Размер шрифта
-
+

ЦДЛ - стр. 55

В журнале «Иностранная литература» – В. Бессловесный. Наверняка где-то работает и Бессовестный. Или Бессовестных, как бы намекая, что он не один.

Дорогами в Москве командует Придорогин (начальник ГАИ).

Именем «Правды» судит о живописи Членов. Бедная, и здесь ей не повезло!

Секретари горкомов и обкомов КПСС сплошь Тупицыны.

Даже администратор в Большом театре – Беатрисса Кувалдина.

Точнейшая символика.

ЦДЛ. Похоронщик писателей – Арий, то есть – смерть.

Редактор журнала «Здоровье» – Могила.

А редактор журнала «Овощеводство», помнится, был товарищ по фамилии Помидор.

Нарочно не придумаешь.

Интересно, кто редактирует журнал «Гинекология и акушерство», единственное место, куда можно сунуть стихи о любви?

И кто сидит в ОВИРе?

Конечно же Неотпускалкин. И еще Израилова.


Партийные Волковы и беспартийные Зайцевы. Смирновы, Тихоновы и ни одного Желябова.

А впрочем, ударил кто-то бомбой в Мавзолей, но вождь остался жив.


«Друзья, пока свободою горим…» А ну, веселее, друзья, вы горите или не горите? Теперь все вместе – раз, два – начали!


И ничего, что хор шарахался от взмаха дирижерской руки. И ничего, что торопился – баланду, небось, давно разнесли по камерам. Все одно Пушкин звучал у них дерзновенно и молодо.

Любую колыбель, даже революции, надо раскачивать.

В окна ленинградского Дома писателей глядит «Аврора», имеющая опыт разносить в пух и прах дворцы.
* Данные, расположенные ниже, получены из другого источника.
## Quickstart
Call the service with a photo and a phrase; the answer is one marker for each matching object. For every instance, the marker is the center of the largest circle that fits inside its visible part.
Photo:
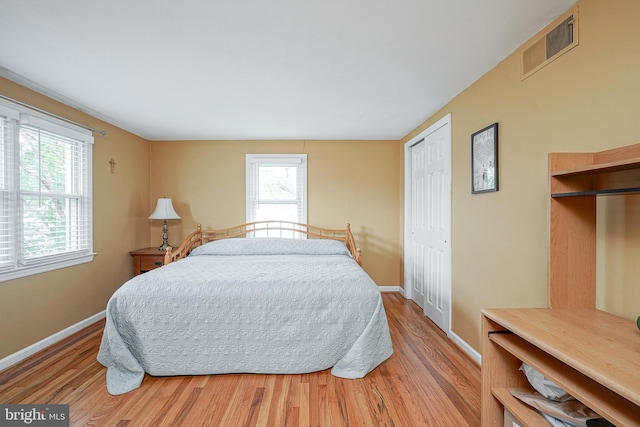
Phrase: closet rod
(24, 104)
Даже холостыми выстрелами.

Писатели, даже лояльные, всегда должны быть под прицелом. Тем более в этом городе, когда-то славившемся революциями. Хотя бывший хозяин Ленинграда Толстяков сказал, что «третьей революции не ждите! Не будет!».

Будучи в Ленинграде, я зашел в этот дом. Попал на вечер переводчиков. Меня попросили прочитать что-нибудь из братских поэтов.

Я выбрал в памяти гумилевский перевод и начал читать. Полагая, что это польстит ленинградцам.

На сцену выбежал какой-то шустрый человечек. И, пытаясь оттолкнуть меня от микрофона, стал взывать к залу:

– Мы не затем пятьдесят лет назад расстреливали мятежника Гумилева, чтобы сегодня в наш юбилей читать его, пусть даже переводные, стихи!

– А как же быть в таком случае с телеграммой Ленина? – спросил я человечка. – Ведь он так хотел спасти этого поэта!

– Если бы хотел, то спас.

О, святая простота! Она всегда обезоруживает.

Франко ведь тоже хотел спасти телеграммой Лорку. Почему-то всегда эти спасительные бумажки приходят поздно. Слишком поздно.


В Ленинграде, в этом самом подмосковном городе мира, есть дом, где полюбившегося гостя угостят любимым блюдом Николая Гумилева – яичницей на помидорах. Но главное, здесь покажут несколько тетрадей поэта, чудом спасенных. Это последние его стихи. Написанные за несколько часов перед смертью. Нет, это не стихи о рабочем, в которых он предсказал свою гибель.

Это были другие стихи. Эти святыни дают здесь читать только из своих рук. Они повествуют о жизни, которой ему оставалось в обрез.

О нем можно говорить без конца. О нем можно говорить до тех пор, пока он не заговорит сам. Но он уже никогда не заговорит.

Читаешь безвременно ушедших с этой земли, и даже собственная молодость кажется долголетьем. Но с годами холодеет сон, приближая вечные мерзлоты смерти, – думаешь ты, как бы извиняясь за то, что еще живешь.

Когда-то литература уходила под землю. Мерзлую в несколько метров. И пробивалась песней лагерной, блатной, народной. Она на время отставляла в сторону свои привычные жанры. Без карандаша и бумаги, она пела у колымских костров.